Breakpoint: Cell Wall and Glycoproteins and their Crucial Role in the Phytopathogenic Fungi Infection

The cell wall that surrounds fungal cells is essential for their survival, provides protection against physical and chemical stresses, and plays relevant roles during infection. In general, the fungal cell wall is composed of an outer layer of glycoprotein and an inner skeletal layer of β-glucans or α- glucans and chitin. Chitin synthase genes have been shown to be important for septum formation, cell division and virulence. In the same way, chitin can act as a potent elicitor to activate defense response in several plant species; however, the fungi can convert chitin to chitosan during plant infection to evade plant defense mechanisms. Moreover, α-1,3-Glucan, a non-degradable polysaccharide in plants, represents a key feature in fungal cell walls formed in plants and plays a protective role for this fungus against plant lytic enzymes. A similar case is with β-1,3- and β-1,6-glucan which are essential for infection, structure rigidity and pathogenicity during fungal infection.

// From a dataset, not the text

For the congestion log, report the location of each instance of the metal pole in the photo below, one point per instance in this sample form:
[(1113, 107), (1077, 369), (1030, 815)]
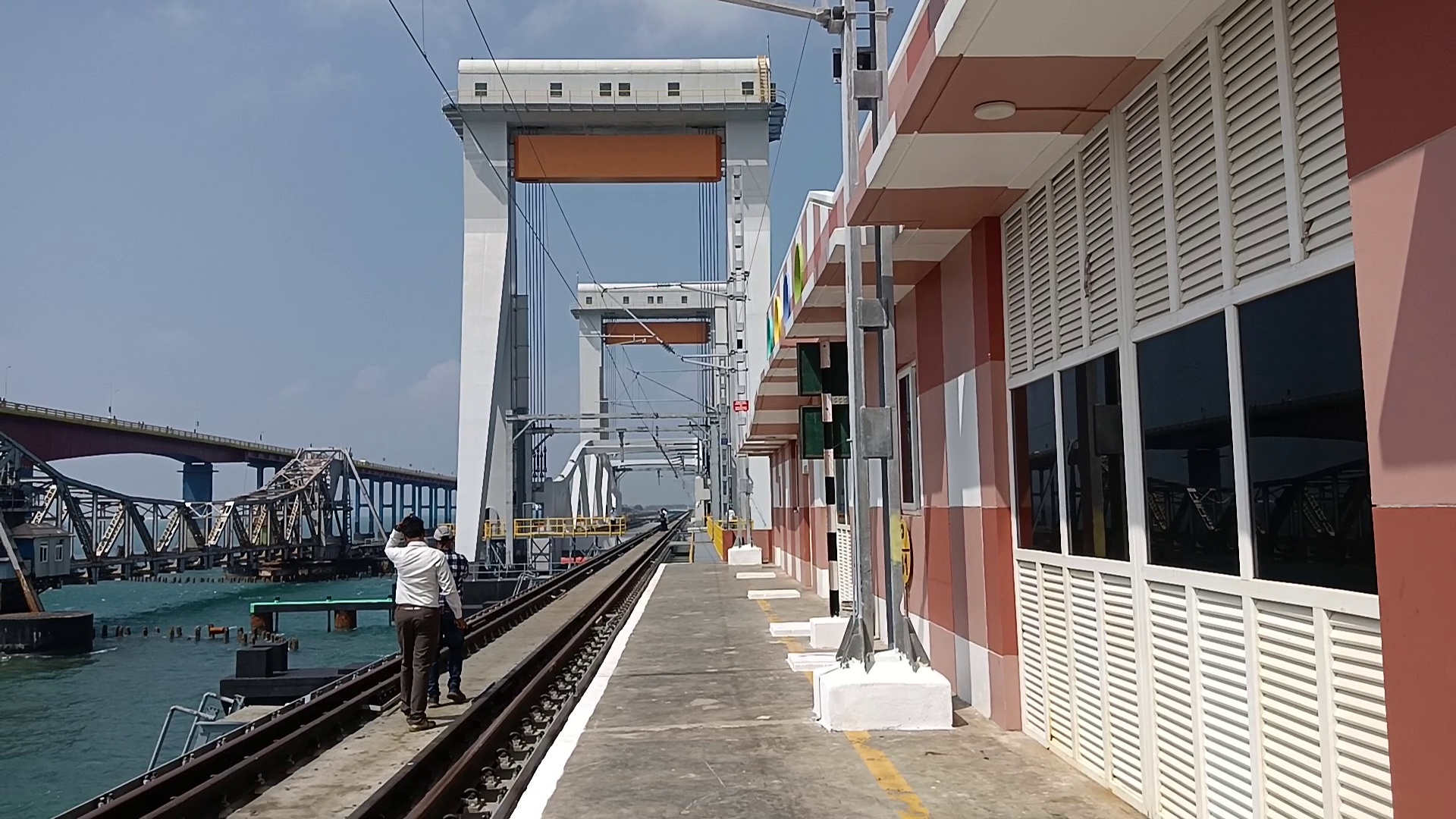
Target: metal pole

Cell wall glycoproteins are also vital to fungi. They have been associated with conidial separation, the increase of chitin in conidial cell walls, germination, appressorium formation, as well as osmotic and cell wall stress and virulence; however, the specific roles of glycoproteins in filamentous fungi remain unknown. Fungi that can respond to environmental stimuli distinguish these signals and relay them through intracellular signaling pathways to change the cell wall composition. They play a crucial role in appressorium formation and penetration, and release cell wall degrading enzymes, which determine the outcome of the interaction with the host. In this review, we highlight the interaction of phypatophogen cell wall and signaling pathways with its host and their contribution to fungal pathogenesis.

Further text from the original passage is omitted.